I heard the man behind me tell his stylist that he wants a “classic men's traditional haircut”. The stylist somehow doesn't ask him to elaborate on that and simply gets to work. Every so often, I glance up from my book to see how the man is getting on with his classic men's haircut. I actually become obsessed with him, wondering what the hell brought him in here today. Is he an actor going for the role of a traditional man? Has he just woken up from a coma and doesn’t know the current fashion? Is he mega rich and doesn't know that men go to barbers for traditional men’s haircuts? At one point when I look up, he has 3 clips in his hair and the process doesn’t feel very traditional. He is pleased with the final result, however, and for context, he is a 28 year old white man who arrives in with hair like Dean from Gilmore Girls and leaves with hair like Dean from Gilmore Girls, if Dean from Gilmore Girls got a trim.
Next up is the brow salon and here I hit the eavesdropping jackpot. Two women beside me, both in their 20s, are discussing the merits of different American cities. They both love their home states (Montana and Michigan) and when the Montana girl boasts about all the best things to do there, it is very helpful for me because we are planning a trip there. When Montana leaves, Michigan (who works in the salon) goes over to another client to say hello. The other client is in her 60s and her eyes are closed because she is getting her lashes done. They discuss shows they've seen recently and great books that they've read and I’m really trying to keep a mental list of these books because they are raving about them so much.
I’m all finished up, and go to the till to pay, which is positioned very close to the book chat and the older lady says to Michigan: “We should start a book club. It can be the old and young book club”. At this point I pipe up to ask can I also be in the book club and I'm welcomed to the fast chat about what I’m reading and what I'd recommend and the woman who had been doing my brows, who had been silent until now, adds that she is reading a book that her grandfather wrote.
I pay and leave and I notice I'm disappointed that no one actually set up the book club and that it was just a sort of funny thing to say in the middle of an enjoyable conversation. I went home and went about my day.

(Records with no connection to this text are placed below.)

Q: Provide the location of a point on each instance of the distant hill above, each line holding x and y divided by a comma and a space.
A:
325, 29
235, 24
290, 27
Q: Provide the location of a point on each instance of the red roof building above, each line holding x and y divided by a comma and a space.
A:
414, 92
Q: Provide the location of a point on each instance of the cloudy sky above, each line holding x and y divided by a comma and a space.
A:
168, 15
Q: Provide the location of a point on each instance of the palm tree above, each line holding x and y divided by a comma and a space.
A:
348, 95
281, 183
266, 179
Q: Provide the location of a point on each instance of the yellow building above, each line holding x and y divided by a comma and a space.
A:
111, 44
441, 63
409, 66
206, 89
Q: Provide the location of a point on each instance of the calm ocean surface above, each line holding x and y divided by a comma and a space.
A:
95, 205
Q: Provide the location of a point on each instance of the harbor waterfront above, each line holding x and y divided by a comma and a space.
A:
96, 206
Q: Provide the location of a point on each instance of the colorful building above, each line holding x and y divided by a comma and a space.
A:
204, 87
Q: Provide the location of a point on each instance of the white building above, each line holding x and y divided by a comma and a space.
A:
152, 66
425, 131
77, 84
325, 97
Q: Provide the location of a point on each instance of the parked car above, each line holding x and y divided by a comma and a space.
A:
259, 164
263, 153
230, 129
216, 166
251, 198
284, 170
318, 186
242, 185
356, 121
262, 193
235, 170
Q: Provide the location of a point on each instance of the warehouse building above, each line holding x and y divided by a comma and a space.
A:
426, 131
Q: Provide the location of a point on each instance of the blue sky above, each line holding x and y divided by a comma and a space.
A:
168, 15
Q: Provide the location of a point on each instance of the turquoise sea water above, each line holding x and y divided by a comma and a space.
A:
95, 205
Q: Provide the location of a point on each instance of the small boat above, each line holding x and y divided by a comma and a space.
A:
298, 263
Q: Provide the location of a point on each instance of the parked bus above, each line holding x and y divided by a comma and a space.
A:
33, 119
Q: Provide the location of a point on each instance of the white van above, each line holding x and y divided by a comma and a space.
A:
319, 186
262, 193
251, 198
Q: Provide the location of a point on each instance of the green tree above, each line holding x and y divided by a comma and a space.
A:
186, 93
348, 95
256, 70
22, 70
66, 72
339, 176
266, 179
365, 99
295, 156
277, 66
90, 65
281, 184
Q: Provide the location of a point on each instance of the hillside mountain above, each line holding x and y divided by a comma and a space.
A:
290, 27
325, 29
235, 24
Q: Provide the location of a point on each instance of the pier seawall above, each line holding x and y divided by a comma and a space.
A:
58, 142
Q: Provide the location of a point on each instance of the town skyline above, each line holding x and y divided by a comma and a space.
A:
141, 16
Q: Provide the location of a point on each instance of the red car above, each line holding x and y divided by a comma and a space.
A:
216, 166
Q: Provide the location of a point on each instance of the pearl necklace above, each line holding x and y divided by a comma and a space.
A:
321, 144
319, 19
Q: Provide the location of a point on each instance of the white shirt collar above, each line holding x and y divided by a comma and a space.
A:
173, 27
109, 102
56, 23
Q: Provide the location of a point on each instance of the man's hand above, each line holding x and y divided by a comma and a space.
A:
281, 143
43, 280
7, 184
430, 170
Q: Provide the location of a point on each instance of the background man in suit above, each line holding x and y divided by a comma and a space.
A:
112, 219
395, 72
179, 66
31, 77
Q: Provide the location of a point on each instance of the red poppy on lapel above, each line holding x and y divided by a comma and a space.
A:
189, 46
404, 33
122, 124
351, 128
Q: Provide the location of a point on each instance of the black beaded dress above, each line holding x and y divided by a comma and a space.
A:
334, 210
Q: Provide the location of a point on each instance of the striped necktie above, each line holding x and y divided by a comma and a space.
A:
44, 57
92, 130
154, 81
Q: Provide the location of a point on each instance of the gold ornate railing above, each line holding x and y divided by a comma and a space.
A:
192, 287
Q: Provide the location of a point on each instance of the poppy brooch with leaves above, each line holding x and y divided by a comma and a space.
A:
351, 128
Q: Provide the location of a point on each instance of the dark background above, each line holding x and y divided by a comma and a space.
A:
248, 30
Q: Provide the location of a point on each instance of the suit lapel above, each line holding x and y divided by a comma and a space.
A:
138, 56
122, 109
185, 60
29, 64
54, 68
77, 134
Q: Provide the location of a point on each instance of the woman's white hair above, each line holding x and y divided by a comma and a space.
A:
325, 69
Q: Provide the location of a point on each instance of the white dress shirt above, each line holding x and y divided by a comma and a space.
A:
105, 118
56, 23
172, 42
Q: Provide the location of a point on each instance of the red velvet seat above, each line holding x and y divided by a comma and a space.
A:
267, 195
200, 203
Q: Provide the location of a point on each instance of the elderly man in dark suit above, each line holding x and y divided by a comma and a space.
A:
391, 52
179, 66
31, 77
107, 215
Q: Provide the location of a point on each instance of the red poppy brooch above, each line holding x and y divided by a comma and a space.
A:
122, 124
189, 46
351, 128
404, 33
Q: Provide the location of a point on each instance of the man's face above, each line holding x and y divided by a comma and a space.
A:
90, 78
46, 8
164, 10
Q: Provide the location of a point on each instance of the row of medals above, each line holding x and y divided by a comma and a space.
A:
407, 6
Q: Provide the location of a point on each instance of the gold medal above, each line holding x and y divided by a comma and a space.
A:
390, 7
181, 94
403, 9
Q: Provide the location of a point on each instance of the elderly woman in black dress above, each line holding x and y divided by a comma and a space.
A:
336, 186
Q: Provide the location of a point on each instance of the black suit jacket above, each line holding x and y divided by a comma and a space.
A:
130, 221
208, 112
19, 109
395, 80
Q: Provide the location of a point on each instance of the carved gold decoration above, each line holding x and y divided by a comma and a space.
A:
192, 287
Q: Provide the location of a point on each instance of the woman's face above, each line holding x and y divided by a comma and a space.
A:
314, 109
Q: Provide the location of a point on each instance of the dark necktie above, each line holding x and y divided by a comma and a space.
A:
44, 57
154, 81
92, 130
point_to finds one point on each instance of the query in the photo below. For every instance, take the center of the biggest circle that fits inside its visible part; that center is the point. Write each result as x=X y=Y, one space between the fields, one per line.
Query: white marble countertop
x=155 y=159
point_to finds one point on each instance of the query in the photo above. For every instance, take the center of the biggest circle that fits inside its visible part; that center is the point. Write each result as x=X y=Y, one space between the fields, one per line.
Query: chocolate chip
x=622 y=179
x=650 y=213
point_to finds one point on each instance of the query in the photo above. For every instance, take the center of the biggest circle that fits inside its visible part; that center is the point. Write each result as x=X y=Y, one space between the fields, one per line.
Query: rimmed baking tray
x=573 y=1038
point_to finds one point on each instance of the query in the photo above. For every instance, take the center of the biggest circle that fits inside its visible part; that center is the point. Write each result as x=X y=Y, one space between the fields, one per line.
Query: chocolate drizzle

Collected the kids from school, did all the usual things, had dinner with Sandy from the OC.
When we got home from dinner with Sandy from The OC, it was 10:30pm and David said let’s call into the package room to see if we’ve any deliveries. One woman was standing at the counter with her packages piled high and even though her eyes were now open, I recognised her. It was the reader from the salon! She lives in my building! “Oh hi”, I said. “We spoke today! In the brow salon! About books!”. I told her I'd love to actually set up the book club and she said she would too and she gave me her card.
After she’d left, David asked me what she did for a living. I hadn't actually looked because I was looking at her name and email address but there on the card, along with her name and email address, was her profession. And like a person who appears on Grand Designs, who walks llamas for a living but somehow has a budget of six million pounds, what does this woman do that keeps her in a very comfortable Manhattan life? She is a mahjong consultant.
God I loved every bit of this! Made me snort-laugh. Also for years, I also only ever called PG “Sandy from The OC” but then I saw him in a couple of things I watched with my teen son and since then he’s only ever known as “Eyebrows”.
OMG, you met Sandy from The OC! I never run into famous people, though, OK, I am friends with Wyatt from "Weird Science". I loved every bit of your story. Thanks!